Bir müddet sonra ikinci defa gelerek şikayet etti. Resul-i Ekrem
(s.a.v)
bu kez de tahammül et buyurdu.
Üçüncü defa geldi. ve
- Ya Resulallah, benim bu komşum gidişatını düzeltmiyor, beni ve ailemi
rahatsız etmek için gerekenlerin hepsini yapıyor' dedi.
Resul-i Ekrem (s.a.v) bu defa ona
- Cuma günü, ev eşyalarını dışarı çıkar, yoldan gelip geçen halk
görsün.
Halk, sana 'niçin ev eşyalarını buraya döktün?' diye soracaktır. 'Kötü
komşunun elinden' diyerek şikayetini bütün halka söyle.

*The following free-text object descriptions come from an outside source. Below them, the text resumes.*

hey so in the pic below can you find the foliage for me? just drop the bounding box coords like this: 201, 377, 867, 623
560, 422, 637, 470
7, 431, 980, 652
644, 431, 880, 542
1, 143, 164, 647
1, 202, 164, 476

Şikayetçi aynısını yaptı, eziyet eden komşu ise peygamber daima
tahammül
et diyecek diye, hayal ediyordu.
Halbuki zülmün def edilmesi hukukun müdafaası hususunda İslamiyetin,
mütecavize saygı göstermeyeceğini bilmiyordu. Böylelikle herkesin
huzurunda
rezil olacağını sezen eziyetçi komşu, konuyu öğrenince yalvarıp
yakarmaya
başladı ve adamın, eşyasını evine taşımasını rica etti. Aynı zamanda
komşusunu
incitecek şekilde bir şey yapmamaya söz verdi.